Step 7 — Define the Feature Matrix¶
feature_cols = [
# Calendar
"year", "month", "day_of_month", "day_of_week",
"week_of_year", "quarter", "is_weekend", "is_month_start", "is_month_end",
# Lag
"lag_1", "lag_7", "lag_14", "lag_28",
# Rolling
"rolling_mean_7", "rolling_mean_28", "rolling_std_7",
# Category (one-hot)
"category_Clothing", "category_Electronics", "category_Food", "category_Home",
]
X_train = train[feature_cols]
y_train = train["sales"]
X_test = test[feature_cols]
y_test = test["sales"]
print(f"X_train: {X_train.shape}") # (3392, 20)

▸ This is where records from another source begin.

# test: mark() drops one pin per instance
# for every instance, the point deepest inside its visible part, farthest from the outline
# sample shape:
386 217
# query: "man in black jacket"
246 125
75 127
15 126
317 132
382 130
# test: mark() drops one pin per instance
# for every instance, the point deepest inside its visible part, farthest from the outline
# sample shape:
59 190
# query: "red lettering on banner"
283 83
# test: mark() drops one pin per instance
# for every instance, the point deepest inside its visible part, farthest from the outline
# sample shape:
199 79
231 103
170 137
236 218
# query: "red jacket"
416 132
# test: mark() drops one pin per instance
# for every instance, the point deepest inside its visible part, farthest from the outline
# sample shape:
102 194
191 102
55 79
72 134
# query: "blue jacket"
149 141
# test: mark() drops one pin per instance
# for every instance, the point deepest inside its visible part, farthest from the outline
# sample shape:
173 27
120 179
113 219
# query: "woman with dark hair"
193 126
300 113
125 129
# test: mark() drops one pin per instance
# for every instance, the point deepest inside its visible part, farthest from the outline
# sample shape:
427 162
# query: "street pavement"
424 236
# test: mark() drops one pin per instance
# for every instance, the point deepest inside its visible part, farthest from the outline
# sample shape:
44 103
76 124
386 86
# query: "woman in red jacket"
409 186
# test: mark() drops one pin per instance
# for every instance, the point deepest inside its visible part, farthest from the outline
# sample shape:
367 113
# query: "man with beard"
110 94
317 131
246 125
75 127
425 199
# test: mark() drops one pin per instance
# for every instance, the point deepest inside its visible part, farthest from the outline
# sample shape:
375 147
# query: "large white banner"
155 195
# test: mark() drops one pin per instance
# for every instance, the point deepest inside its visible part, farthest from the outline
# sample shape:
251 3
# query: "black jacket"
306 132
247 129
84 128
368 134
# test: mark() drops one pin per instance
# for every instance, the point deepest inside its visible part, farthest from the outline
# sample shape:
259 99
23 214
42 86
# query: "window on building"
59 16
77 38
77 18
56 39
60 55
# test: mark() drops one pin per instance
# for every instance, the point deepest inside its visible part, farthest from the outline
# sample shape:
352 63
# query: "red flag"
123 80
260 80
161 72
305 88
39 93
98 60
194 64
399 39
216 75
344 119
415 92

print(f"X_test: {X_test.shape}") # (880, 20)
Feature Summary¶
| Feature | Type | What it encodes |
|---|---|---|
year |
Calendar | Long-run trend direction |
month |
Calendar | Month within year — annual seasonality |
day_of_month |
Calendar | Position within month |
day_of_week |
Calendar | Day within week — weekly seasonality |
week_of_year |
Calendar | Week number — finer annual granularity |
quarter |
Calendar | Q4 spike, Q1 dip |
is_weekend |
Calendar | Binary weekday/weekend flag |
is_month_start |
Calendar | First-of-month purchasing patterns |
is_month_end |
Calendar | End-of-month purchasing patterns |
lag_1 |
Lag | Yesterday's sales — captures momentum |
lag_7 |
Lag | Same day last week — captures weekly cycle |
lag_14 |
Lag | Two weeks ago |
lag_28 |
Lag | Four weeks ago — captures monthly cycle |
rolling_mean_7 |
Rolling | 7-day average of recent sales level |
rolling_mean_28 |
Rolling | 28-day average — smoothed recent trend |
rolling_std_7 |
Rolling | 7-day sales volatility |
category_* |
Encoding | Which product category (one-hot) |
Success
Twenty features from a 3-column dataset. Every feature encodes something the EDA confirmed matters: weekly patterns, annual patterns, trend, recent history, and category identity. A model handed these 20 columns starts with a meaningful representation of the problem — not raw dates it cannot use.